You should start your contour training route with a “false-sense-of-security” gentle downhill section for a couple of kilometres. That way, you are more likely to carry on to the “oh-my-goodness-my-lungs-hurt” uphill section when you get to it.
Contour training routes should always be circular. This is to guarantee that you cover as many contour lines uphill as you cover downhill. Uphill sections train your lungs and heart, downhill sections train your nerve and knees. It is a mistake to think that you can walk down a slope that you wouldn’t consider walking up so try to remember that in your planning.
The best contour training uphill sections go up at a steady angle for a long time – you should aim for at least three kilometres for your first session. If you have chosen your route well, the uphill section will cause you to experience the three SW’s of contour training – sweating, swaying and swearing.

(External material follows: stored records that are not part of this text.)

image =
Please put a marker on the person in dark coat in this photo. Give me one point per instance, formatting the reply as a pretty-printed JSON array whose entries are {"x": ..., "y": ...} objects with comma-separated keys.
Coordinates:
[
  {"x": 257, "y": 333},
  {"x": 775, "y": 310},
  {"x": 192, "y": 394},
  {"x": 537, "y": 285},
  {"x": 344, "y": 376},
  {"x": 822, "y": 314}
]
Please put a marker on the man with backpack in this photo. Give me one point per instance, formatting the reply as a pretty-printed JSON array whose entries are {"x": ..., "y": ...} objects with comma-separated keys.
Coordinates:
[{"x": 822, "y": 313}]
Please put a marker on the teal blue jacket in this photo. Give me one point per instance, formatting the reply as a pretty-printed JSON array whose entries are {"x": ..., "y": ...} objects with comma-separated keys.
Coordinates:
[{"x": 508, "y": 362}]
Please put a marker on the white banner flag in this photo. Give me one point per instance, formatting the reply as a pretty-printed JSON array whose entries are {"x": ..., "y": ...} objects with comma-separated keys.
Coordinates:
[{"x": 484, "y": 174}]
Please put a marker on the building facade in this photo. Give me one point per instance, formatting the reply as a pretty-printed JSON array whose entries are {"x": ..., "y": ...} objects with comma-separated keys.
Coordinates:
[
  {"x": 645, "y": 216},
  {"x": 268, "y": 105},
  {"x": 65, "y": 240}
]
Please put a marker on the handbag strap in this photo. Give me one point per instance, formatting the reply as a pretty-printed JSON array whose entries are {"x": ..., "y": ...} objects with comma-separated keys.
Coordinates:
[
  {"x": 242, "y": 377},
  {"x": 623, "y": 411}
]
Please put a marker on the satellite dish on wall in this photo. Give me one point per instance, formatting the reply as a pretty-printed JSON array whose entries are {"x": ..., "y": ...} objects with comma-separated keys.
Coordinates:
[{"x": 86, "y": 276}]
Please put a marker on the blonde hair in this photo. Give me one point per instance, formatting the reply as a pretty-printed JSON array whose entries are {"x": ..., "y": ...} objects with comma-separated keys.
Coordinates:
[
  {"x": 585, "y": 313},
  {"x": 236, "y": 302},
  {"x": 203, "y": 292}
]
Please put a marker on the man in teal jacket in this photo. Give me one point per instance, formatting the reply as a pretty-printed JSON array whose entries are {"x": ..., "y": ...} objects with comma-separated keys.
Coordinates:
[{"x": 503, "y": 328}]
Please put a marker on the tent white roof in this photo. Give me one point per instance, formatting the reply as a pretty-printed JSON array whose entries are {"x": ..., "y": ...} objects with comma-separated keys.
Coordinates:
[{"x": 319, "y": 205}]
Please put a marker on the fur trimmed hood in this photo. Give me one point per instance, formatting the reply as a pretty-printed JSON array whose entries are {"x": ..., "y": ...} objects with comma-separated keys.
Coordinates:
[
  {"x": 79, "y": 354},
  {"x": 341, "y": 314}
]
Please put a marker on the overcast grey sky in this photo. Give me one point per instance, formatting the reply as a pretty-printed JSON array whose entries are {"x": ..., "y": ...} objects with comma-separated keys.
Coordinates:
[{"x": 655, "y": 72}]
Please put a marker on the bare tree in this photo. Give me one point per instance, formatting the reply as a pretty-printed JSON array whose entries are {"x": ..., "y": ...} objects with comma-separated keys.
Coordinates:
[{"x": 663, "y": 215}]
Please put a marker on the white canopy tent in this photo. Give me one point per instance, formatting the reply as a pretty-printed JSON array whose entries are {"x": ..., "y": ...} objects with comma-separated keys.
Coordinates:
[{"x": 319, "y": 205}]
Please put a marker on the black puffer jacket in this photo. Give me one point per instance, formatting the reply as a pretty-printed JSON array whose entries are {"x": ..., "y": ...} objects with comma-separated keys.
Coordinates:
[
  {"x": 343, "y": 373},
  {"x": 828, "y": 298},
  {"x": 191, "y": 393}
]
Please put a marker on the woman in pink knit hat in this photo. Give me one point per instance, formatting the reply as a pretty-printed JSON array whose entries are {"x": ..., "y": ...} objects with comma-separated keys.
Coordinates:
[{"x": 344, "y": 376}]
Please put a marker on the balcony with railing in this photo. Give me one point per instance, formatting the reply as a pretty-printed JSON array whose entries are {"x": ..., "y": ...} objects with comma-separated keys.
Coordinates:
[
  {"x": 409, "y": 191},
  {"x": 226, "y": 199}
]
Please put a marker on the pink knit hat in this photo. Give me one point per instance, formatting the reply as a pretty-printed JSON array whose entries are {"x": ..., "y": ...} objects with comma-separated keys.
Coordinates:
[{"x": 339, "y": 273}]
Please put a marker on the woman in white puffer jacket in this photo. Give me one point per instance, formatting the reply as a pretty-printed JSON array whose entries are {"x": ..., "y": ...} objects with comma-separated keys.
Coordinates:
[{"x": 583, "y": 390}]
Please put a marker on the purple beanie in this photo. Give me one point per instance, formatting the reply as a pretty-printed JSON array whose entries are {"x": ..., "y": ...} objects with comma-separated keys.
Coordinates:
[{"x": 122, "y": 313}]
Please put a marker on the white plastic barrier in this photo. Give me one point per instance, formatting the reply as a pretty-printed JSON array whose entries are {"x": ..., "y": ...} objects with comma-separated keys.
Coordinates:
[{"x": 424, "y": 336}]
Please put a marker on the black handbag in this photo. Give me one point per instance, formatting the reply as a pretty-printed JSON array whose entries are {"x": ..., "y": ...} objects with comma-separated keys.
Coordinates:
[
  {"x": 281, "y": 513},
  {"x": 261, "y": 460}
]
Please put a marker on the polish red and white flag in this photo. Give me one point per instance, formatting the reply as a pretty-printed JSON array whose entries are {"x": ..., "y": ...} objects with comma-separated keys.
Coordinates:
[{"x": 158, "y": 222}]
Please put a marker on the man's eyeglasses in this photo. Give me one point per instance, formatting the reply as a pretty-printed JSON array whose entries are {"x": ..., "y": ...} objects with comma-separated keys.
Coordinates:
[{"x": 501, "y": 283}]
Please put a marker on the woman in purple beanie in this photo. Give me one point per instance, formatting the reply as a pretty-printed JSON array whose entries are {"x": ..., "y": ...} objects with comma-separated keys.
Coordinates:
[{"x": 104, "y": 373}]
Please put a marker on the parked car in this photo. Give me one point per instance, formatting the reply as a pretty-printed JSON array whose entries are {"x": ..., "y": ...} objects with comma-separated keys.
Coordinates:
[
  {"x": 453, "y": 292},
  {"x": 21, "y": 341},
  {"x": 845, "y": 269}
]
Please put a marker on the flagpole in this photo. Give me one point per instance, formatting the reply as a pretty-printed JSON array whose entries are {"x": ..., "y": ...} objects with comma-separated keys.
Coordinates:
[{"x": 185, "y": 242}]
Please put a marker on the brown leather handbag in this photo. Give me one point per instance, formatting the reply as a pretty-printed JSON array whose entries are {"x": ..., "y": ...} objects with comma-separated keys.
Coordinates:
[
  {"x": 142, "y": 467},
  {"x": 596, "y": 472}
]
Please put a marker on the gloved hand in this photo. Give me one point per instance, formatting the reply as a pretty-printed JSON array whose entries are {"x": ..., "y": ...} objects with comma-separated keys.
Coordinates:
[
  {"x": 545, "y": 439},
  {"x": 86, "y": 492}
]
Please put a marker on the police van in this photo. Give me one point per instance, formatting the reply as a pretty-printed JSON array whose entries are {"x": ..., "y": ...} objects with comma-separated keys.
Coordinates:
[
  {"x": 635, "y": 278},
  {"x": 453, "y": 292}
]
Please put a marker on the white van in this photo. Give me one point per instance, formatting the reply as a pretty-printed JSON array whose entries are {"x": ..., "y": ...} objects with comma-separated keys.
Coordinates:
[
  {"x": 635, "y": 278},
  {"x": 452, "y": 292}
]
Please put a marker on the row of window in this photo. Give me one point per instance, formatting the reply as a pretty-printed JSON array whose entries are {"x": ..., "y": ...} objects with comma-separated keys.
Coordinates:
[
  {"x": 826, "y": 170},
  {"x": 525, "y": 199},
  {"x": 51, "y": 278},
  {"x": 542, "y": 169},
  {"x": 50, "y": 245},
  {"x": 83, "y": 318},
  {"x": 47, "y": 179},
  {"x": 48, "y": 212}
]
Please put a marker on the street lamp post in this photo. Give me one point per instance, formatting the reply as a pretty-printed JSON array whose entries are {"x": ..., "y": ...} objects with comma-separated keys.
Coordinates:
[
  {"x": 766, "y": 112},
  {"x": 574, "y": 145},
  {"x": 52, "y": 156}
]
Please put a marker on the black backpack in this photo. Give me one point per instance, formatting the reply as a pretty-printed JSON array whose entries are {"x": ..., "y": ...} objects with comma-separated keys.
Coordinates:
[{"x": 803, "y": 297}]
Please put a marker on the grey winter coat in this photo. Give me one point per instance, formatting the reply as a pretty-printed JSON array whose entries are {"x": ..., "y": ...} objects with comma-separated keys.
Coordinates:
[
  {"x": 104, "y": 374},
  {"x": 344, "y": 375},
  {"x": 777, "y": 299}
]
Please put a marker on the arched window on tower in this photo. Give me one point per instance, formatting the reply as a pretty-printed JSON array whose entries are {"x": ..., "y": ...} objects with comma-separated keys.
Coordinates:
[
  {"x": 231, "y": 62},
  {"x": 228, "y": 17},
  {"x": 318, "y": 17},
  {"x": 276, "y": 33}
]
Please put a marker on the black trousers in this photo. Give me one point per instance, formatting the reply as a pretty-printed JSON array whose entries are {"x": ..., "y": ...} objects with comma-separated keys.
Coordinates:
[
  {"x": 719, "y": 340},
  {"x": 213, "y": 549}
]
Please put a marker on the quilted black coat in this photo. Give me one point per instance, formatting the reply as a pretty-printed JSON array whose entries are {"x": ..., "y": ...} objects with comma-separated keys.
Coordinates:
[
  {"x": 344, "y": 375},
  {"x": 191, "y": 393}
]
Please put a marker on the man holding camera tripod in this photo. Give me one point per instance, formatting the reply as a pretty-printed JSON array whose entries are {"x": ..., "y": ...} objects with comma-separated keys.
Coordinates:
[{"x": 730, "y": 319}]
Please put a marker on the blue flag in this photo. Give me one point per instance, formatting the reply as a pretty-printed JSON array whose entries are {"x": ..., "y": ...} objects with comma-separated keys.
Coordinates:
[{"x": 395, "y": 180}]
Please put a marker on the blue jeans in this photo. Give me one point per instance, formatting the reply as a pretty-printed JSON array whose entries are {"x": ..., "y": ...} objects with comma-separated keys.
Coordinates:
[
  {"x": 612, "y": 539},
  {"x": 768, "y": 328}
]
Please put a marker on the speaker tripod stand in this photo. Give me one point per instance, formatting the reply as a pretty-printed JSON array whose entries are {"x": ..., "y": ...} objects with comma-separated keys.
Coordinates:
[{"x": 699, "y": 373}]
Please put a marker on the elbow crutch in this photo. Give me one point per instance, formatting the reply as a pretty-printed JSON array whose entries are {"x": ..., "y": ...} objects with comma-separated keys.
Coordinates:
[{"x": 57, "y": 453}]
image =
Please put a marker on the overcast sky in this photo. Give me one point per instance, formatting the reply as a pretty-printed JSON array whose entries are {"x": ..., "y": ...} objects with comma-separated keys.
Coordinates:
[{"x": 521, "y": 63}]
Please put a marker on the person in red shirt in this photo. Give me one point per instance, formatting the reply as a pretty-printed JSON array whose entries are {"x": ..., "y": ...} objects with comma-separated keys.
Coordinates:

Contour training downhill sections can be shorter and a bit steeper. Don’t ever underestimate the downhill section even though it is almost always on the return home. Steep downhill walking is tough on the ankles and knees and can be a bit scary. Be prepared to adopt the bottom slide at any moment should you feel the necessity.
The most important part of contour training is the “look-back”. This is the part where you stand, map in hand, knees wobbling and heart pumping and look back at where you have walked. I promise that you will, no matter how short the actual distance covered, experience a certain amount of well-earned smugness and want to do it again the next day.